Hope for healing as we gather for the Mass of the Sick

As we gather here today for the Mass of and for the sick and as we are about to celebrate the sacrament of healing – we seek some solace in the word of God and our faith in the message of Jesus Christ that offers us hope and healing of mind and body.

 

No Pain – No Gain

In some strange way pain, suffering, sickness and tragedy can sometimes bring us closer to God. Someone once said; It’s only when you have been in the deepest valley that you can know how magfinicent it is to be on the highest mountain.

 

When I think back on it, in my own life – it is in many ways the difficult and challenging times that have been most character building and almost certainly times that in some way led me closer to God.

 

Battling Lymphoma 1997

Strangely enough a personal brush with cancer 21 years ago, despite all its challenges and seriousness also became a time of growth in relationship with God.  It was perhaps out of a sense of sheer and utter dependence and vulnerability that the this somehow happened.  It happened as a result of letting go and letting God take over. Realising that He is in the driving seat and I am utterly dependent.  This in some way leads to a sense of freedom, acceptance and even prayerful thankfulness.  Without this precious gift of faith – I don’t think I would have pulled through that difficult time with such ease and acceptance.

 

So your probably wondering why I’m standing here telling you about all these things.  I have been told time and time again by someone whose opinion I value and trust very much that a big ingredient of authentic preaching is self revelation or autobriography.  Indicating how one copes with various aspects of life from a faith point of view.

 

The Purifying impact of faith

The great late Jesuit spiritual writer Fr.

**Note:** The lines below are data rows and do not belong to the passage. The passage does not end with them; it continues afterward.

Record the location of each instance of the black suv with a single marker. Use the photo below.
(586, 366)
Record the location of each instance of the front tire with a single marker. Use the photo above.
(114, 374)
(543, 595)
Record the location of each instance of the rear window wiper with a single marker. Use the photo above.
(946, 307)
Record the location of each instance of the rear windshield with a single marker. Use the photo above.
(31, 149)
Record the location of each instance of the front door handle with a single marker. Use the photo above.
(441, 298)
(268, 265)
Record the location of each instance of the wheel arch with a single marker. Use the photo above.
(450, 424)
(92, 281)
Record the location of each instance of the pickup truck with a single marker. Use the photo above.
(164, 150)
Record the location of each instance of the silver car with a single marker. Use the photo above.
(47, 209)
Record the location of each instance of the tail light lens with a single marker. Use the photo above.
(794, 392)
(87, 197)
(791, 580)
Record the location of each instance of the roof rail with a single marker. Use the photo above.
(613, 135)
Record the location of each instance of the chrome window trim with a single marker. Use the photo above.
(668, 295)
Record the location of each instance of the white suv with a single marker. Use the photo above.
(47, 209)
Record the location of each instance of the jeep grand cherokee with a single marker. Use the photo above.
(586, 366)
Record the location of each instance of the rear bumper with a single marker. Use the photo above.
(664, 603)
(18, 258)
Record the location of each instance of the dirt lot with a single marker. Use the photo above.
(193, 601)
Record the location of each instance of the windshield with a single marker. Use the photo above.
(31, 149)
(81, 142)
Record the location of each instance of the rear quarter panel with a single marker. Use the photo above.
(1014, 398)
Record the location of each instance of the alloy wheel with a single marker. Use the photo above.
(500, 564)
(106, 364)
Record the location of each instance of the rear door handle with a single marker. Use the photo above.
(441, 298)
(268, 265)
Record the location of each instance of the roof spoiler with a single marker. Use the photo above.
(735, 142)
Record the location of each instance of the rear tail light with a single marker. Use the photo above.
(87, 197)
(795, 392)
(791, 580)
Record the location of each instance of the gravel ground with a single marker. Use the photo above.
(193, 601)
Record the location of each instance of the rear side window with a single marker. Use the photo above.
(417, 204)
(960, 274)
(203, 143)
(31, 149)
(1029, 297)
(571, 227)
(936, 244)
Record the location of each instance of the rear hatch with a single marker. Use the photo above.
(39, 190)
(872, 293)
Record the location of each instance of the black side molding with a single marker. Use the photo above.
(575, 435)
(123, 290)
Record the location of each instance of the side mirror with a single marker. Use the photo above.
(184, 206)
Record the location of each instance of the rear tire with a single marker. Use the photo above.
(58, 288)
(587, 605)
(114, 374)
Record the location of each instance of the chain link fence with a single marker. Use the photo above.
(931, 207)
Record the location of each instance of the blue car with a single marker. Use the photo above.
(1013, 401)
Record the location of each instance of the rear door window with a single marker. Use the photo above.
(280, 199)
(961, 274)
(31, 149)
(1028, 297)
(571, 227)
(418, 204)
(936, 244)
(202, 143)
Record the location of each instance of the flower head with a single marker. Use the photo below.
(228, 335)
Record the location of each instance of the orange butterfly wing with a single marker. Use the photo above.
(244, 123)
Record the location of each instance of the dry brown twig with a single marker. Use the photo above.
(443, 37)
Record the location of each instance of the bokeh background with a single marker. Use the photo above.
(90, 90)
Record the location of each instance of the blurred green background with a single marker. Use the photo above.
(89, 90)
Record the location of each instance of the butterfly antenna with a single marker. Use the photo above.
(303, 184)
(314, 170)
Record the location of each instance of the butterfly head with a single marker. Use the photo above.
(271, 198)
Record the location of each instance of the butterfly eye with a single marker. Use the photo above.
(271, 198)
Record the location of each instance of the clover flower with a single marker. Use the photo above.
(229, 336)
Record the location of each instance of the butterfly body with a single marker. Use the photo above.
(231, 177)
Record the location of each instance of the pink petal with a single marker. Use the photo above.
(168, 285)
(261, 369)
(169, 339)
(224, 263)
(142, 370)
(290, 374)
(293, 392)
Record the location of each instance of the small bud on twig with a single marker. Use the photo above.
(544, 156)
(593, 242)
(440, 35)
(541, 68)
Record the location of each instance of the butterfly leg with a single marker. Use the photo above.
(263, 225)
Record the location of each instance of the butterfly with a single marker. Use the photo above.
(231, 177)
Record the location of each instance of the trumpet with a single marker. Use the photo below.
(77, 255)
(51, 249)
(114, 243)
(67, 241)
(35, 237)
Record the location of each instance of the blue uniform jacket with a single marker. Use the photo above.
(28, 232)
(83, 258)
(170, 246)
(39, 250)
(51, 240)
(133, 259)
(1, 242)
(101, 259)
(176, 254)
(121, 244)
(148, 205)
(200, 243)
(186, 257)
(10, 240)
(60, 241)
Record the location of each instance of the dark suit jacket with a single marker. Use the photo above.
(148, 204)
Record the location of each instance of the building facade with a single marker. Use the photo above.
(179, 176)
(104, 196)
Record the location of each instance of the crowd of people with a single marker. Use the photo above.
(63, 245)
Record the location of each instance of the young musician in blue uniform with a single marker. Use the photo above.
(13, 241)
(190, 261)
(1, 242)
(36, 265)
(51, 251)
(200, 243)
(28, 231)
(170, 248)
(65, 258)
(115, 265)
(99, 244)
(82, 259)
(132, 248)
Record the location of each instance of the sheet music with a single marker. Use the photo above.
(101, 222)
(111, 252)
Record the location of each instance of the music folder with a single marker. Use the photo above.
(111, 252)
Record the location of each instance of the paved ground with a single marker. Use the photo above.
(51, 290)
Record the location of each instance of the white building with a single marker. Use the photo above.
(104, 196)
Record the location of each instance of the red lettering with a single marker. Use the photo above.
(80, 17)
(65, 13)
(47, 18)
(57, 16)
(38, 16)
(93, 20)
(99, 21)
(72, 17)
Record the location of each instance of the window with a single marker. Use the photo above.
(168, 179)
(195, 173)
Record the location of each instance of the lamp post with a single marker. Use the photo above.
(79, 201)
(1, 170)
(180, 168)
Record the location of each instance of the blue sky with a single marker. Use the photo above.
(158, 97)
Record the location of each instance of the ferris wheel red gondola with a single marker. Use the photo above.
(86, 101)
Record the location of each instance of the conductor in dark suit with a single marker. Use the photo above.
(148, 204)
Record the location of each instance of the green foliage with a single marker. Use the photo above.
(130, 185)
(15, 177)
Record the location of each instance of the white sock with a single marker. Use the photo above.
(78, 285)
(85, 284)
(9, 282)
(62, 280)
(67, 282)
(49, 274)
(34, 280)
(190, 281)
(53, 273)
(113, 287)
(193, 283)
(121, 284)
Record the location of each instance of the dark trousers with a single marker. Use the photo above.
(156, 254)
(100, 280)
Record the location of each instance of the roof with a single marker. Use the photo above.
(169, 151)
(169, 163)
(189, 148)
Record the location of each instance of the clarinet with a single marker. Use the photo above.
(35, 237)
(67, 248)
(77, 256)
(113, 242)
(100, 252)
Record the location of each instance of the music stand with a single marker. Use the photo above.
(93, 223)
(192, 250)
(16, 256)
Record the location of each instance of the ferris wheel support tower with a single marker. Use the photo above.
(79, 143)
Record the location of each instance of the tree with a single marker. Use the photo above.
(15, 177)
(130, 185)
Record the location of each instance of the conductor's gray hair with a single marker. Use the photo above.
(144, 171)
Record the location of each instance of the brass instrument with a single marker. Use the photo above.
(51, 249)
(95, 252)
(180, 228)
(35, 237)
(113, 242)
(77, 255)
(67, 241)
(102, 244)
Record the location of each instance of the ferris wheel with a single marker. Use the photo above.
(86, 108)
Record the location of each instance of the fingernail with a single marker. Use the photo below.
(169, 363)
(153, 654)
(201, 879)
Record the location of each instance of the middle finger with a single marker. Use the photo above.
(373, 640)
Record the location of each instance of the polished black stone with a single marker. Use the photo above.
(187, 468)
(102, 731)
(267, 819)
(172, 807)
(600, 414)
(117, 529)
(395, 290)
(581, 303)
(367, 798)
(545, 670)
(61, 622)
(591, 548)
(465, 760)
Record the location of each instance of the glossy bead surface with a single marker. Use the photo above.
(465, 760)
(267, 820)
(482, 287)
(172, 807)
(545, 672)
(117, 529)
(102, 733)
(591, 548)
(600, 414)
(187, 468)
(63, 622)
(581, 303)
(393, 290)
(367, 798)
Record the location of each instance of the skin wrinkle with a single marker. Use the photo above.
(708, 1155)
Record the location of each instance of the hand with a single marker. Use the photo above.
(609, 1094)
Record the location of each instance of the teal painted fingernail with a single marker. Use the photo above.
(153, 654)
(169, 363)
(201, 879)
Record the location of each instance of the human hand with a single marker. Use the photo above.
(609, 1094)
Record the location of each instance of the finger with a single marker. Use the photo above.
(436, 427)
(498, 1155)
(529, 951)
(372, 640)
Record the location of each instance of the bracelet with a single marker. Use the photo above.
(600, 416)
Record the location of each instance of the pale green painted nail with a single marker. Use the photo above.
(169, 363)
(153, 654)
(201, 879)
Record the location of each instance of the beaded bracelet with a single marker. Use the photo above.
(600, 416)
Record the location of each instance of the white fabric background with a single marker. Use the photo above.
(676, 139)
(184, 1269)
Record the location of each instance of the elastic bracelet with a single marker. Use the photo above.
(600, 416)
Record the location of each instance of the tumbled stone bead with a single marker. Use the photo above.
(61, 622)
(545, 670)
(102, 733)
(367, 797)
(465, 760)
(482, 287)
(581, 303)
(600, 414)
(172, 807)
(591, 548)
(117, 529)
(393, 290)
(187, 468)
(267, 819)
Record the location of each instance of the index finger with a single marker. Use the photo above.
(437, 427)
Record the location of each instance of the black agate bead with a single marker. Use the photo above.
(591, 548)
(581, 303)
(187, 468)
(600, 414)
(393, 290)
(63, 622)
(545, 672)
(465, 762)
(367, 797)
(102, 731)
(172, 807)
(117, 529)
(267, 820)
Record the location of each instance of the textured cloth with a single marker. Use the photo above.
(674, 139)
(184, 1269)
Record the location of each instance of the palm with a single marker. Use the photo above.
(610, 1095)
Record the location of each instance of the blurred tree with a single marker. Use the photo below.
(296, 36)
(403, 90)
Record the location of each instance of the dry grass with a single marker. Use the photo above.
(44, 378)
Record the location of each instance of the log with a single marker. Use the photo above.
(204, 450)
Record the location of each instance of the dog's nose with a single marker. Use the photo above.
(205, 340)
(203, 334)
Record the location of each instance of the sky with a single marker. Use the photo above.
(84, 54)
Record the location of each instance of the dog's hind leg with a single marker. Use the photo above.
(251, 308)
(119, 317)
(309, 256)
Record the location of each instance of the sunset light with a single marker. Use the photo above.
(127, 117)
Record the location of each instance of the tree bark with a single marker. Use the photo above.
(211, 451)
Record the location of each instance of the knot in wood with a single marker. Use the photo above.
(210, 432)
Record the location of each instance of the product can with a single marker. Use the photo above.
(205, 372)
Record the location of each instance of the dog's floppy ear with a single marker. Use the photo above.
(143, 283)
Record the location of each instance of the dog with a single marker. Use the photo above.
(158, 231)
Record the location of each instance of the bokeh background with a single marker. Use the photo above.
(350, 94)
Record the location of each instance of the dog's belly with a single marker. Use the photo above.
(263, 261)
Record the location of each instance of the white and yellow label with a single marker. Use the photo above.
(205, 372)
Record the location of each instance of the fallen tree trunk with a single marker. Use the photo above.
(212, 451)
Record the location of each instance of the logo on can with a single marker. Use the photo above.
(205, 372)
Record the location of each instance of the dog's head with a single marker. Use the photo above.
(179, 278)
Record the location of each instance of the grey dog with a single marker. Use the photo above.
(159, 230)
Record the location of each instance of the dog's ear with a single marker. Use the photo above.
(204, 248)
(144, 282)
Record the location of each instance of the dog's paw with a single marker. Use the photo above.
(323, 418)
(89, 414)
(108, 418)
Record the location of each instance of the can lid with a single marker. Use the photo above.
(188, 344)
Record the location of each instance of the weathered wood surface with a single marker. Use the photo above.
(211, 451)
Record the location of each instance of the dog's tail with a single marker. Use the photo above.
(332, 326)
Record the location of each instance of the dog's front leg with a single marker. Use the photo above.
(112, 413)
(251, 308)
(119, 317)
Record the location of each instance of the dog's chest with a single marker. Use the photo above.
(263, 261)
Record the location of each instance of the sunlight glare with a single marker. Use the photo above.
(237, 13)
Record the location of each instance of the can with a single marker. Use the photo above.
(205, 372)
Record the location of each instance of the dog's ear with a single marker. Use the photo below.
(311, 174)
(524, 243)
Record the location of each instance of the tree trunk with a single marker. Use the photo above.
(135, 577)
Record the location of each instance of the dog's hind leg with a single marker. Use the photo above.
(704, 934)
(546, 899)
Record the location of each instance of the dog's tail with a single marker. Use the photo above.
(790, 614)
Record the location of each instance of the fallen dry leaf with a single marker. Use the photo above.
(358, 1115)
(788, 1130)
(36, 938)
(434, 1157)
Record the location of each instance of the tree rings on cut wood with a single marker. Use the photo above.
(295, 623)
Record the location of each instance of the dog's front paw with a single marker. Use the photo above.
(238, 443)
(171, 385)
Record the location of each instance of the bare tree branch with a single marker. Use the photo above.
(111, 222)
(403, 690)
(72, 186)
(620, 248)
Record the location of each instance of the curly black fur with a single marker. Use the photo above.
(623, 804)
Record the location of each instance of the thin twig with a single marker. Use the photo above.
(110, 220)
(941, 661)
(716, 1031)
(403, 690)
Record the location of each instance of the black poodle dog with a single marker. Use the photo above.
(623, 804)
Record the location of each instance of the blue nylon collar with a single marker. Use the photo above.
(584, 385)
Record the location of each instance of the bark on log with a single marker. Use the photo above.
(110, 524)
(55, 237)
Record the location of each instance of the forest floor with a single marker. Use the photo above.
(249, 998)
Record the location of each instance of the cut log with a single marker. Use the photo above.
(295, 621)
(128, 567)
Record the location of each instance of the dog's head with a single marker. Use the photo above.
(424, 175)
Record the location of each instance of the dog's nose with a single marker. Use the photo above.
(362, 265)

Michael Paul Gallagher in his book Faith Maps has a section on the purifying impact of faith through suffering.  He reminds us of the prophet Amos who was a cutter of sycamores. The sycamore tree, it seems according to Amos, produces its best sap when one cuts into its bark.  When your in the middle of enduring whatever cross you are carrying at a particular time – it may be difficult to see this particular woood for the trees, but our belief and faith teaches us it is true. I feel that is the case.

 

So what am I trying to say in a nutshell?  No matter how heavy the cross we have to carry in life – it has meaning.  It need not lead us into despair or dejection. Realising, being open to, befriending the grace of God though Jesus Christ can and will transform even the most difficult challenge that we face.

 

Conclusion

I’ll finish with a small anecdote – the night before the Connacht Minor Football final a few years ago the players on the team received a text from the Galway Minor Manager. The text said simply “winners make it happen, losers let it happen”.  I think we are losers if we just let it happen – when suffering  and harship becomes an impersonal battle that can take over and defeat us.  However when we make it happen – when we embrace with faith the attitude and frame of mind of Jesus and cooperate with the Grace of God that is bigger than any cross laid on our shoulders, then we can achieve healing in body and spirit and that we can all become winners.  We may not have the talent or wherewithall to win the All Ireland Cup, but we will be victorious courtesy of the redemptive suffering of Jesus Christ, Our Lord and Saviour.